Carter-Miller reached the approximate half-way point, Lambeth Bridge (3,650 metres), in about 11 minutes 45 seconds and so could, in theory, beat Umpire Prentice’s record of 23 minutes 22 seconds set in 1973 (though Prentice had the assistance of a strong supporting wind and tide). Race commentator Robert Treharne Jones clocked Carter-Miller rating 28 strokes per minute and Gilbert, far behind but not giving up, at striking 26. Carter-Miller reached Vauxhall Bridge (4,500 metres) in approximately 14 minutes 25 seconds and maintained his unassailable lead past the former Battersea Power Station (5,900 metres).






Just before Grosvenor Rail Bridge and Chelsea Bridge (6,300 metres), Umpire Prentice passed Gilbert and went ahead to follow Carter-Miller over the winning line, seeing his 1973 record safe – but by only eight seconds. Prentice later said that, had he steered a better line, Max would be the new Doggett’s record holder.

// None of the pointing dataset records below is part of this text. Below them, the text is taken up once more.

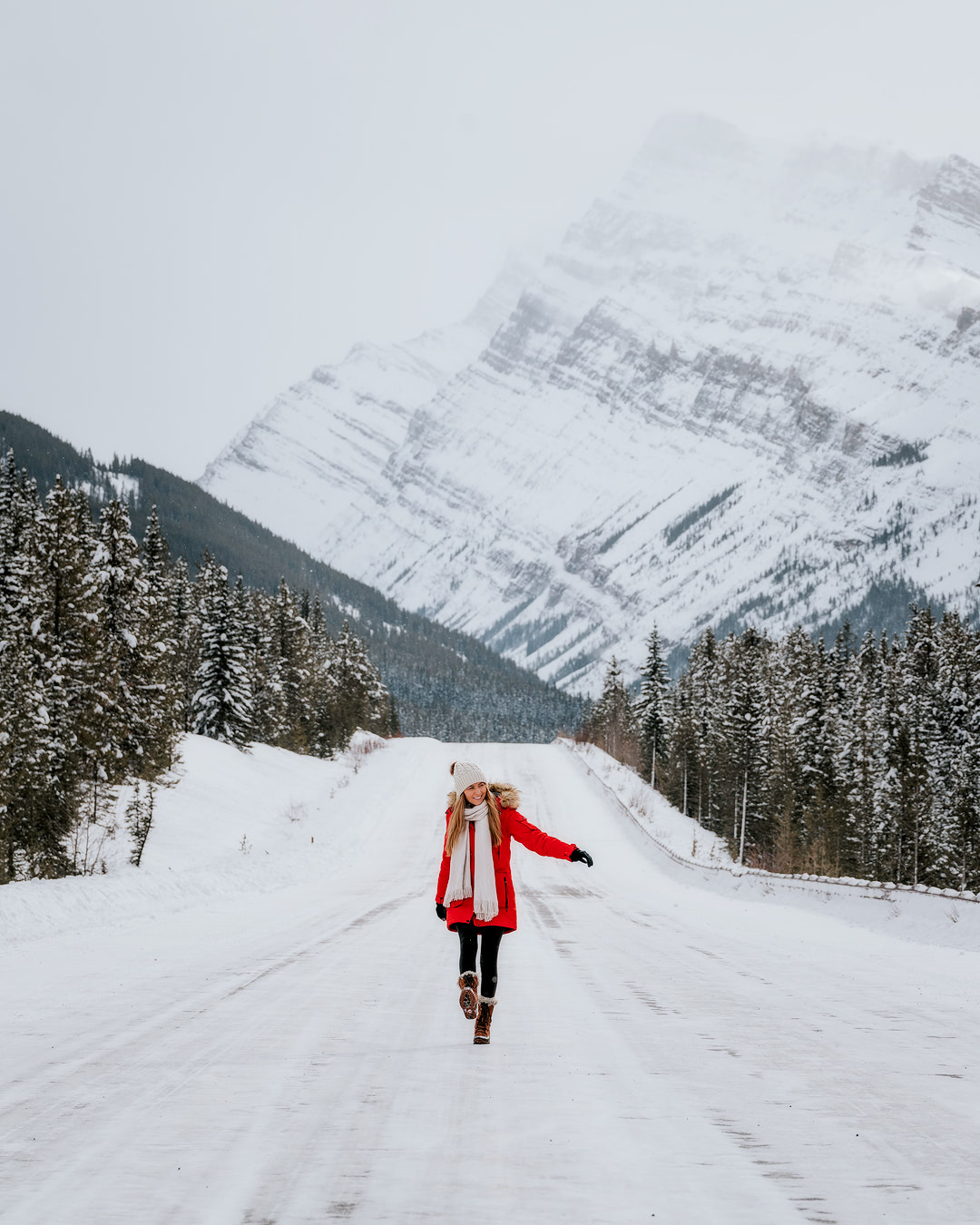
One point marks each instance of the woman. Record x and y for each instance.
(475, 891)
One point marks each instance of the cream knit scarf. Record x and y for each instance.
(484, 888)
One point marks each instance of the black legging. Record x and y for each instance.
(489, 948)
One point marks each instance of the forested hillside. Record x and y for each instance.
(860, 759)
(444, 683)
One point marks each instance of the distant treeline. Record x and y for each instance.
(446, 683)
(109, 651)
(857, 760)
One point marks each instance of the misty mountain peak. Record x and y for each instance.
(741, 387)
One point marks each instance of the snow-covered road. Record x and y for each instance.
(659, 1054)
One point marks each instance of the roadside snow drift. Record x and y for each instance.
(272, 1034)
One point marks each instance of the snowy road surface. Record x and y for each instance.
(659, 1053)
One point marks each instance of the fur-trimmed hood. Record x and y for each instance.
(507, 797)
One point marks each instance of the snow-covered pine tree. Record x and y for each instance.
(651, 708)
(290, 671)
(30, 837)
(956, 763)
(154, 681)
(120, 590)
(186, 659)
(612, 723)
(222, 704)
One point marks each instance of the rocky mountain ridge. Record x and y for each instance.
(744, 387)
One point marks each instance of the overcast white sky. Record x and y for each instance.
(201, 201)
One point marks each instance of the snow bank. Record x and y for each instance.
(926, 916)
(679, 836)
(224, 823)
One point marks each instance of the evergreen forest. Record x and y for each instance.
(109, 651)
(858, 760)
(445, 683)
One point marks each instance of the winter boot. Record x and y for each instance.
(468, 994)
(482, 1029)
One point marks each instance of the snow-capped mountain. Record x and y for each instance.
(746, 385)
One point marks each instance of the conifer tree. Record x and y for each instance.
(222, 703)
(651, 708)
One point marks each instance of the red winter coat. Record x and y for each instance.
(512, 825)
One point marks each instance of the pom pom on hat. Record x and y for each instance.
(465, 774)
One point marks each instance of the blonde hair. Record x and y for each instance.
(457, 821)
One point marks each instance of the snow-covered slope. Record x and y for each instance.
(745, 385)
(287, 1044)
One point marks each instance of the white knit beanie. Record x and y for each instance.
(465, 774)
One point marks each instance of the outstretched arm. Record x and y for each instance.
(535, 839)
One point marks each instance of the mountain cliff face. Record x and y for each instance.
(744, 387)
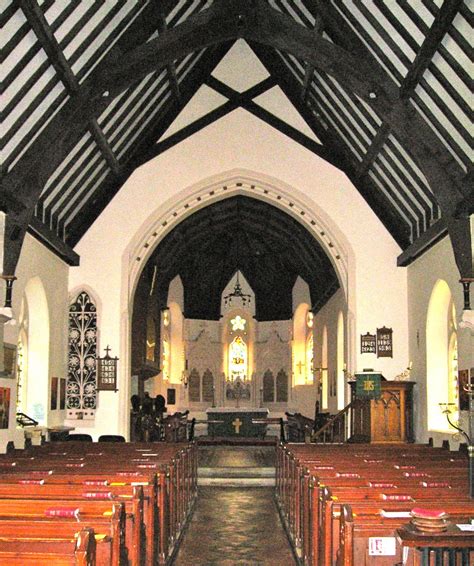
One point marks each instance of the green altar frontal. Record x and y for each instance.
(236, 422)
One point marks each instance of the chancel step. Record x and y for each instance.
(237, 476)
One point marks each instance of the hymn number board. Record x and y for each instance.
(107, 372)
(380, 343)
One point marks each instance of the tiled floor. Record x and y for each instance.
(236, 456)
(235, 527)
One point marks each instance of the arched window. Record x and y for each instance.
(268, 387)
(340, 363)
(301, 322)
(208, 386)
(441, 356)
(194, 386)
(282, 386)
(324, 370)
(82, 363)
(165, 362)
(238, 359)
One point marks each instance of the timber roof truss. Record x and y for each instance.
(91, 87)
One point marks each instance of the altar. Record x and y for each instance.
(236, 422)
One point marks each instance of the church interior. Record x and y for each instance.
(236, 256)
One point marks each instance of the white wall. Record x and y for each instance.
(328, 317)
(378, 294)
(38, 261)
(437, 263)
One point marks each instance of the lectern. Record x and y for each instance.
(386, 419)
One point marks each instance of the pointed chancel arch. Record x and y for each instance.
(441, 355)
(267, 204)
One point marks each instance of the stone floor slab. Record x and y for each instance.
(235, 527)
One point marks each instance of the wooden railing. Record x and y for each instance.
(337, 429)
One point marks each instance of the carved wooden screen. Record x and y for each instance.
(208, 386)
(194, 386)
(82, 357)
(282, 386)
(268, 387)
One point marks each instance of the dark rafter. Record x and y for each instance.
(374, 198)
(209, 118)
(171, 68)
(442, 22)
(97, 202)
(245, 100)
(309, 71)
(346, 60)
(35, 17)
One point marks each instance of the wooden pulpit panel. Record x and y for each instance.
(387, 419)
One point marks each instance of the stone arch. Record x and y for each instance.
(225, 185)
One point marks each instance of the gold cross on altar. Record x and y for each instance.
(237, 423)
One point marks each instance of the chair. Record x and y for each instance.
(79, 437)
(111, 438)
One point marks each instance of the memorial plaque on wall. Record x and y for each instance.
(368, 385)
(107, 372)
(384, 342)
(368, 343)
(4, 406)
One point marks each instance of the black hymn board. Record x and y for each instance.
(107, 372)
(384, 342)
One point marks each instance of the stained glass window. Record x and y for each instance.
(238, 359)
(82, 363)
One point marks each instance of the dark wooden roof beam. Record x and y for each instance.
(442, 22)
(40, 26)
(309, 71)
(171, 68)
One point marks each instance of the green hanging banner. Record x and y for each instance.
(368, 385)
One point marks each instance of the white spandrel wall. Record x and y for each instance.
(41, 268)
(241, 141)
(436, 264)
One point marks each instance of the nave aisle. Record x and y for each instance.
(235, 525)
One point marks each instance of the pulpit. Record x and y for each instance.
(236, 422)
(386, 419)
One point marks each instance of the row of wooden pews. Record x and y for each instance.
(109, 503)
(336, 500)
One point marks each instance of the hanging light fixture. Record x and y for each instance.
(237, 293)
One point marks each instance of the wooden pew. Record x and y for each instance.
(174, 467)
(79, 551)
(384, 477)
(109, 530)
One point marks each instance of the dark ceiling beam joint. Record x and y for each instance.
(371, 154)
(35, 17)
(309, 70)
(442, 22)
(53, 242)
(245, 101)
(423, 243)
(171, 67)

Max will receive his yet-to-be-made Coat and Badge at a Grand Dinner at Fishmongers’ Hall in November but on going ashore at Cadogan Pier there was an informal victory ceremony. Here Max told Robert Treharne Jones:
Ken Dwan and Max Carter-Miller.I knew that I had to go off hard and then settle. I stuck to the race plan and tried to look where I was going this time… (In June’s race) my steering was described as “erratic”… it could still use a little bit of work but it was a lot better this time… The 2020 Doggett’s was my first ever race… (but in preparation for this year’s race) I raced at Molesey and Peterborough… Having that little bit of race experience was valuable… Having someone next to you, you panic (but) after you’ve raced a couple of times, you learn to settle yourself… Maybe in four year’s time, I’ll do the Diamonds at Henley, but there’s a lot of hard work to do first…

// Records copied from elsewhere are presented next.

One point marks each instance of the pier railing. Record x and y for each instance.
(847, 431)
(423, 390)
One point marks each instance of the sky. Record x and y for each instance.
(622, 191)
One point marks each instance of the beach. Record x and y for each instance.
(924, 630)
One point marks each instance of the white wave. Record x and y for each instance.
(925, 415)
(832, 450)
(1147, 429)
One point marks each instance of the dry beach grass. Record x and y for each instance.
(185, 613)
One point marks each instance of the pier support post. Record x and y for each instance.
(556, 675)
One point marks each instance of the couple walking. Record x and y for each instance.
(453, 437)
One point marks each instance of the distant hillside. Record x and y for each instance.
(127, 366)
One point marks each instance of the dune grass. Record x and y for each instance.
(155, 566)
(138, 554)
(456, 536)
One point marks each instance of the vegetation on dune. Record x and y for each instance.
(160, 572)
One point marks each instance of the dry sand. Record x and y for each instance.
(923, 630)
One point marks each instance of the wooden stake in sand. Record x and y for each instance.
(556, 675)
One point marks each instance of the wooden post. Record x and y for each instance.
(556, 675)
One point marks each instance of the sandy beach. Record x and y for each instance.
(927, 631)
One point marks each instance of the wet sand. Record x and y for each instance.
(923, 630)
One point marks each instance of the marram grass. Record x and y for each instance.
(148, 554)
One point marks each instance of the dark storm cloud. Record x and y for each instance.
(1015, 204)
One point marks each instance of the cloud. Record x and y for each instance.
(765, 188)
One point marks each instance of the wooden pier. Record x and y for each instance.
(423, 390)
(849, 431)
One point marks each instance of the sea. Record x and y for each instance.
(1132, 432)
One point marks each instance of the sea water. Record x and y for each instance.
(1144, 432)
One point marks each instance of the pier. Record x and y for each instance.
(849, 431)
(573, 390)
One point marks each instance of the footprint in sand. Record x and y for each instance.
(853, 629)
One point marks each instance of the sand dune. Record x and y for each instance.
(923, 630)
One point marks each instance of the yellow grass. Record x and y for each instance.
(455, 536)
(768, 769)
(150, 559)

As to the other three competitors, Coran Cherry will be too old under Doggett’s rules to race next year, but Lucas Britton and George Gilbert have both said that they will be back, the latter benefiting from a new rule change allowing four, not three, consecutive attempts. Hopefully, Britton will train harder for 2022, perhaps learning a lesson from Gilbert’s progress.
In his first race in 2019, George Gilbert “froze” on the start and was immediately passed by the umpire, understandably fazed by the conditions which were described as “brutal”. In the next Doggett’s (June 2021), Gilbert finished the course and came third out of four, defeated by two very strong opponents. In this, his third attempt, he was much better prepared, and put up a very creditable performance. He was perhaps two-and-a-half minutes behind Carter-Miller at the finish, but this does not truly reflect his form as he was passed and washed down by the umpire and the following flotilla in the last 1000 metres. George told me about his future plans:
I’m going to train my bollocks off… I only (raced in June) because COVID stopped me going travelling… I was at Popular (Blackwall and District Rowing Club) at 5am every morning with Max. No matter what the tide was, we went out and I’m going to do it all again for another year. Obviously, I’m upset that I got second but I’m happy with the course that I did, I know it well, I work in that stretch all the time, I know where to be… I went inside at Coin Street and I always stuck to the shores, keeping in the tide but making the shortest line possible… “cut the bends, stay with the tide”, that was the plan!
If George Gilbert does win next year, it will be a great story and one in the best traditions of the unique event that is the Doggett’s Coat and Badge Wager.

The race was live streamed with commentary by Robert Treharne Jones and then made available on demand. In the 24-hours following the race, there were over 1000 views made on YouTube.